Certains commentateurs attendent la « cristallisation » des sondages autant qu’un enfant qui demanderait « Est-ce que c’est le bouquet final ? » dès que le feu d’artifice commence. La cristallisation, c’est le moment où une très grande majorité des électeurs est certaine de son vote et où les courbes des différents agrégateurs se stabilisent. Le premier tour de l’élection présidentielle se rapproche (info Les Jours : dans une semaine !), plus de 300 sondages ont été publiés, dont un tiers pendant le mois de mars. Les études d’opinion prennent une place croissante dans la tête des candidats, des journalistes et des électeurs. Selon que son candidat de choix soit au pied du podium ou en tête, on convoque un croisement des courbes, on appelle au « vote utile », ou on espère
« À 15,5 %, Mélenchon dans la marge d’erreur pour le second tour », titre lundi 28 mars L’Insoumission, média officiel de La France insoumise, citant un sondage d’Ipsos. Il y a quelques mois, le même média et les Insoumis contestaient pourtant les méthodes de l’institut, mais les chiffres étaient nettement moins bons pour leur candidat. « Vous le sentez venir le croisement des courbes ? », s’interroge sur Twitter l’eurodéputée Insoumise Manon Aubry. Bastien Lachaud, député Insoumis de Seine-Saint-Denis, constate de son côté : « Entre Mélenchon et Le Pen, il y a juste la marge d’erreur du sondage, la progression de la 🐢 se poursuit. »

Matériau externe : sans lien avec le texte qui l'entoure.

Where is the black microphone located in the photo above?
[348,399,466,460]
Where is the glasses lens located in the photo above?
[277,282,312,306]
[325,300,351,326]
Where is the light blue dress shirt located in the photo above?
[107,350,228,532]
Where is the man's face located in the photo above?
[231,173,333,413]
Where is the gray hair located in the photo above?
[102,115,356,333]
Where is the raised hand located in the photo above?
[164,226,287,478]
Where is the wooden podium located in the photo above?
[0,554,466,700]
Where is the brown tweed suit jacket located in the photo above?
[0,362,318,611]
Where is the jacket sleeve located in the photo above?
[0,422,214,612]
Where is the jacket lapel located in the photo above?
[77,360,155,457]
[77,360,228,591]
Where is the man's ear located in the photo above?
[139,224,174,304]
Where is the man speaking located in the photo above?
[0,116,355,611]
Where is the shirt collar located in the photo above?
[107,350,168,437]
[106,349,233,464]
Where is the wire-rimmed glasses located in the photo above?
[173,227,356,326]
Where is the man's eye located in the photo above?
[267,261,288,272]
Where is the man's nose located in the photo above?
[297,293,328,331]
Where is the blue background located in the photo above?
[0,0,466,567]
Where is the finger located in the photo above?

En renfort de ce croisement des courbes espéré, les Insoumis ont également un autre argument : le « vote gonflé » pour Marine Le Pen. Selon le même Bastien Lachaud, chiffres à l’appui, les derniers sondages ont toujours donné le Rassemblement national plus haut que ce qu’il n’était réellement le jour des élections. Pour les élections présidentielle et législatives de 2017 et les régionales de 2021, il choisit un sondage par élection et le compare aux résultats finaux des candidats du Rassemblement national. Son graphique est cependant légèrement trompeur : seuls ont été sélectionnés les élections et sondages allant dans son sens. En 2012, par exemple, la candidate était régulièrement sous-estimée : selon le site Depuis1958.fr, qui a compilé 64 ans de présidentielles, les intentions de vote pour la candidate d’extrême droite étaient en moyenne à 15,6 % à la veille du premier tour, contre un score de 17,9 %, et Jean-Luc Mélenchon était mesuré à 13,7 %, alors qu’il n’a rassemblé que 11,1 % des électeurs dans les urnes.

Pour 2017 cependant, tous les sondages accordaient à Marine Le Pen plus d’intentions de vote qu’elle n’en aura au soir de l’élection, même si celles-ci restaient dans la marge d’erreur.